大胆かつ大幅に変わった“吸血鬼”との戦闘
遠野本家に戻った志貴は,それまでと変わらない生活を送る。街では謎の連続怪死事件,吸血鬼騒動が話題になっているが,それもニュースの中での出来事であり,夜に出歩かなければ巻き込まれる心配もない。……のだが,アルクェイドとの出会いで,そのすべてが“反転”してしまう。
わけも分からないまま女性を殺してしまった志貴。“あれは夢だ”と現実逃避して迎えた翌日,登校する道の先に殺してしまったはずの金髪の白い人が笑顔で志貴を待っていた。
どんな理由,結果であれ大きな“罪”を犯してしまった志貴は,アルクェイドに協力し,吸血鬼との戦いに身を投ずることになる。
アルクェイドとの協力を約束した志貴は,一般人が知り得ない世界の裏側を知ることになる。ここで語られる吸血鬼講座は,TYPE-MOON作品の基礎知識をアップデートするのに割と重要な話が多い |
志貴が視ている「モノが切れる線」について,「モノの死を視る“直死の魔眼”」によるものだと話すアルクェイド。志貴こそ「化け物」だと断ずる |
さて,アルクェイドの再会から始まる展開は,その導入こそ原作どおりだ。しかし,原作を知っている人ほど,ここから“違和感”を抱き始めることになる。路地裏で遭遇する炎に包まれた新種らしき屍鬼(グール)。そして,アルクェイドと逃げ込んだホテルに襲来したのは,死徒二十七祖(※)の1人……だが,原作に出てきていないまったく別の吸血鬼だったのだから。
※死徒の頂点に立つ27人の強力な吸血鬼達。なお,原作から一部に変更が入っているようだ
志貴達の前に現れたのは「ヴローヴ・アルハンゲリ」。こちらも新作「MELTY BLOOD: TYPE LUMINA」で情報公開された新キャラクターである。彼の能力や背景はともかく,一般的な吸血鬼のイメージに近しい見た目だ。このヴローヴとの戦いは,お目見えこそルートが共通しているものの,決戦への導入や展開は各ルートでまったく異なり,ここから大きく物語が分岐していくことになる。
ところで,この話の流れで原作ファンが気になるのは「ネロ・カオス」はどうなったのか……だと思うが,実は今回の物語上でも“痕跡”のようなものは見え隠れする。しかし,その詳細は不明だ。

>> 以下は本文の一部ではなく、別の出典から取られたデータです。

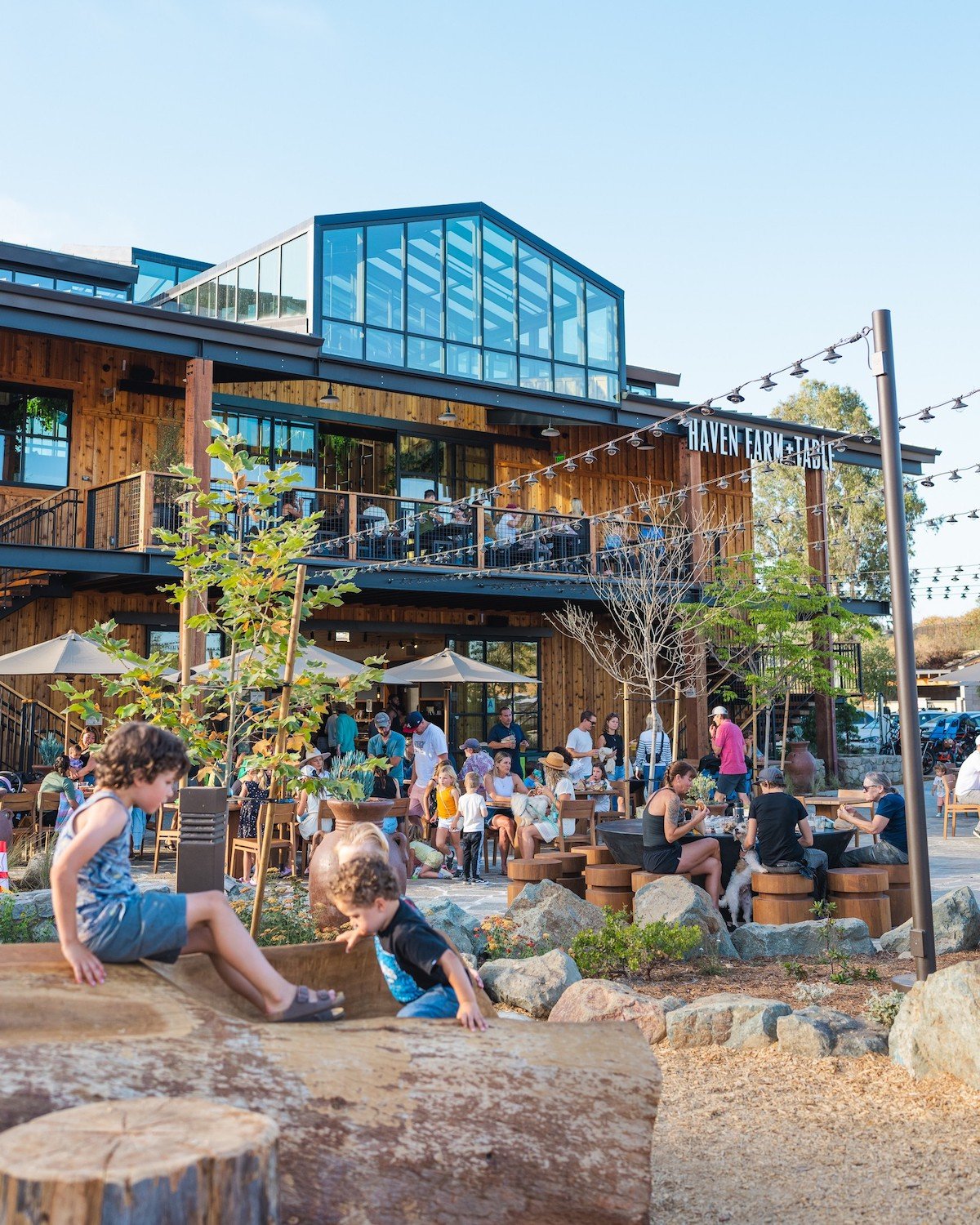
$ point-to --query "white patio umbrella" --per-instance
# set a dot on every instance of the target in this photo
(69, 654)
(448, 669)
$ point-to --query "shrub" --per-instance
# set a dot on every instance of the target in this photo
(497, 936)
(884, 1009)
(621, 947)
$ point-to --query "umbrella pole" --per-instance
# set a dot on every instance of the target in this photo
(287, 690)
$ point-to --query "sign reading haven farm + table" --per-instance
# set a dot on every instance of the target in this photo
(764, 445)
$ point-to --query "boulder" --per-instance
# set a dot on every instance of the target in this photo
(938, 1026)
(742, 1023)
(602, 1000)
(956, 918)
(816, 1033)
(451, 920)
(551, 915)
(675, 899)
(533, 984)
(800, 938)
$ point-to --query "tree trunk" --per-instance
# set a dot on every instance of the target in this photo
(142, 1160)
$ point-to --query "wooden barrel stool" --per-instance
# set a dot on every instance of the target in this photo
(899, 892)
(140, 1160)
(610, 884)
(862, 893)
(779, 898)
(595, 855)
(528, 871)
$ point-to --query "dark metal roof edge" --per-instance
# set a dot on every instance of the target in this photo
(69, 265)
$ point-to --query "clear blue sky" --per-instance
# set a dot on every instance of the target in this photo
(757, 176)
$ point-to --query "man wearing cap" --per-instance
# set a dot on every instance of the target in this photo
(390, 745)
(430, 751)
(729, 744)
(779, 828)
(477, 762)
(968, 782)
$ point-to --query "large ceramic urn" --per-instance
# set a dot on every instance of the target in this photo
(801, 767)
(345, 813)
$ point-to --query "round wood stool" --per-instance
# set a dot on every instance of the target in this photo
(862, 893)
(782, 897)
(595, 855)
(899, 892)
(144, 1159)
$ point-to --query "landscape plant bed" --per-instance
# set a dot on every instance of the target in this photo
(768, 979)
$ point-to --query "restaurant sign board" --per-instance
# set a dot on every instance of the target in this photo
(760, 443)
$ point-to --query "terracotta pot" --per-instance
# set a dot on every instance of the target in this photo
(801, 767)
(345, 813)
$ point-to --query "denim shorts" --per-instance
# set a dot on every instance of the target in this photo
(152, 925)
(433, 1004)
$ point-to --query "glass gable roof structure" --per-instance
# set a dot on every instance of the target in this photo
(457, 292)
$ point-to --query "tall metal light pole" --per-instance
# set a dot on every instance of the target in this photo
(923, 942)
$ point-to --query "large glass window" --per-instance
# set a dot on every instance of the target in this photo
(269, 284)
(463, 281)
(600, 309)
(343, 274)
(425, 278)
(247, 292)
(499, 288)
(477, 707)
(385, 277)
(33, 438)
(294, 272)
(534, 286)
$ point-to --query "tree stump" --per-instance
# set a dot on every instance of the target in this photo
(139, 1161)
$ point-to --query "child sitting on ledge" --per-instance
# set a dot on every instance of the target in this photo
(100, 914)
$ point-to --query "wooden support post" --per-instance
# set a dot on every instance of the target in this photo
(274, 794)
(815, 482)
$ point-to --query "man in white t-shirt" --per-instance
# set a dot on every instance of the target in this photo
(968, 781)
(430, 751)
(580, 747)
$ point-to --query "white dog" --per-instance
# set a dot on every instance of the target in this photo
(737, 896)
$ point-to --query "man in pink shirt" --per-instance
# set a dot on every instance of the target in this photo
(729, 744)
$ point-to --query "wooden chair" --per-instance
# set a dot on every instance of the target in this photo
(167, 835)
(952, 808)
(282, 813)
(578, 811)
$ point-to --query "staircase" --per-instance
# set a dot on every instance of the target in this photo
(51, 522)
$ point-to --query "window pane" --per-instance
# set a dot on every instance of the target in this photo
(536, 375)
(345, 340)
(570, 380)
(500, 368)
(603, 386)
(463, 362)
(425, 354)
(247, 286)
(296, 267)
(534, 303)
(462, 281)
(600, 310)
(425, 278)
(227, 294)
(386, 276)
(343, 274)
(269, 284)
(385, 347)
(206, 298)
(499, 288)
(568, 296)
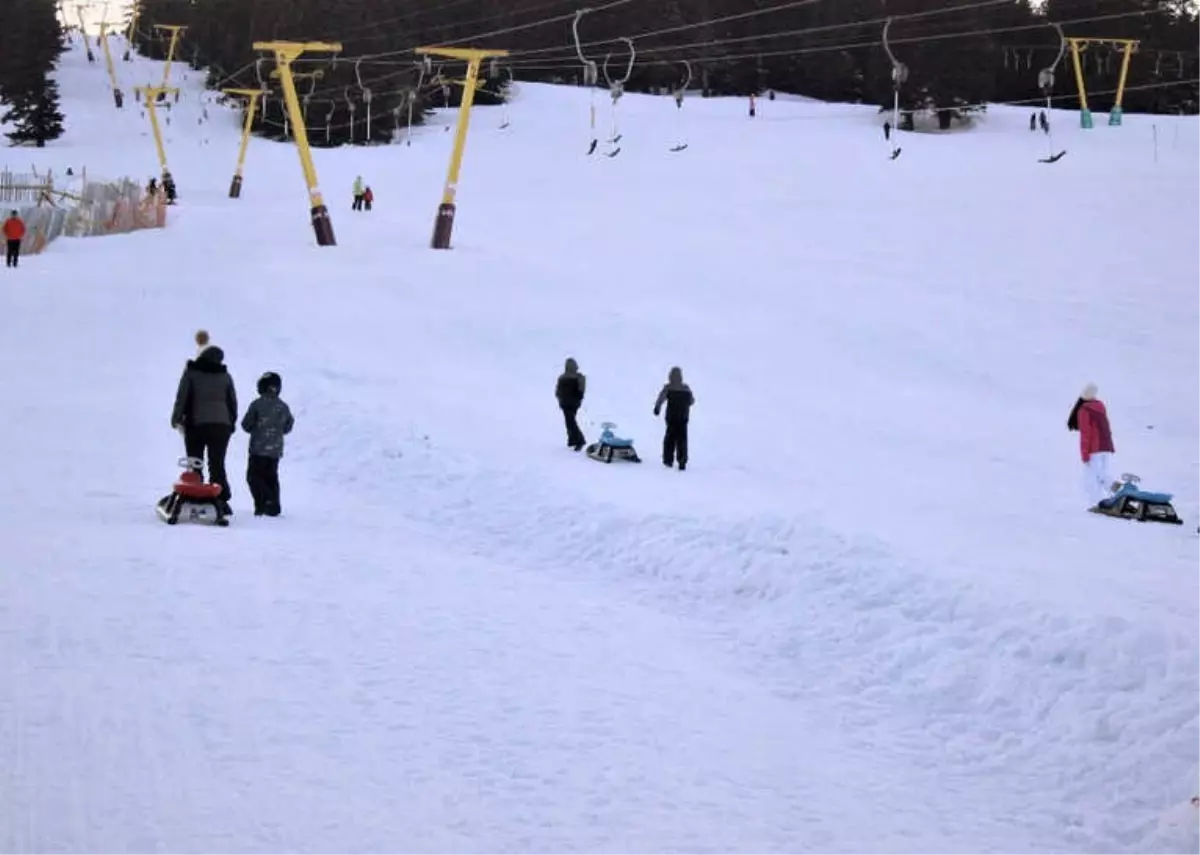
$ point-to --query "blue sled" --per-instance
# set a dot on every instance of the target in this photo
(612, 447)
(1131, 502)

話を戻して,このヴローヴとの戦いだが,人,物に限らず,とにかく被害が尋常ではない。そのぶん戦闘シーンは派手で熱いものになっている。
どちらかと言えば,原作の戦闘は「Fate/stay night」と比べると静かに展開していくイメージだったが,本作の戦闘シーンは「魔法使いの夜」で培われたであろうCGと音楽による演出も相まって,とにかく目が離せない展開の連続だ。とくに,原作プレイ者も知らない,アルクェイドやシエルの新しい魅力が惜しげもなく披露されたりと,止め時が分からなくなってしまう。
新生「月姫」はTYPE-MOONファンなら迷わず“買い”の作品だ
原作者でシナリオ・監督の奈須きのこ氏,キャラクターデザインの武内 崇氏による新生「月姫」は,原作で分かりづらかった部分が丁寧に描かれ,とくにグラフィックスによる演出面の進化により,プレイヤーに与えられる情報が増えるなど,しっかりと原作ファンも楽しませてくれるリメイク作品となっていた。プレイが進めば進むほど,こんなことになるのか……といった新しい驚きに溢れており,プレイヤーを飽きさせない工夫が凝らされていたように思う。
Fateシリーズから入ってきた新しいTYPE-MOONファン(Fate/stay nightの発売が2004年なので,そう言っていいのか悩みどころだが)には無条件でオススメしたいが,原作ファンにこそ,その“新しさを実感してもらいたい”と思える作品なのだ。
一方,原作における前半のボスキャラとも言うべきネロ・カオスの戦闘が,ヴローヴに置き換わったことを残念に思うファンは少なくないだろう。かく言う筆者もそのひとりである。ヴローヴとの戦闘に不満があるわけではないが(むしろ面白い),原作におけるネロ・カオス戦が,直死の魔眼の在り方もそうだが,“遠野志貴のヤバさ”をより際立たせるシーンだと思っているからだ。そして,それがどう描かれるのかに期待していたという気持ちもある。ただ,そうした原作で強烈な印象をプレイヤーに与えた要素は,「月の裏側」である遠野家ルートのために残しているのかもしれない。ネロ・カオスが登場するかどうかは別として,この先に期待したくなる面もあるのだ。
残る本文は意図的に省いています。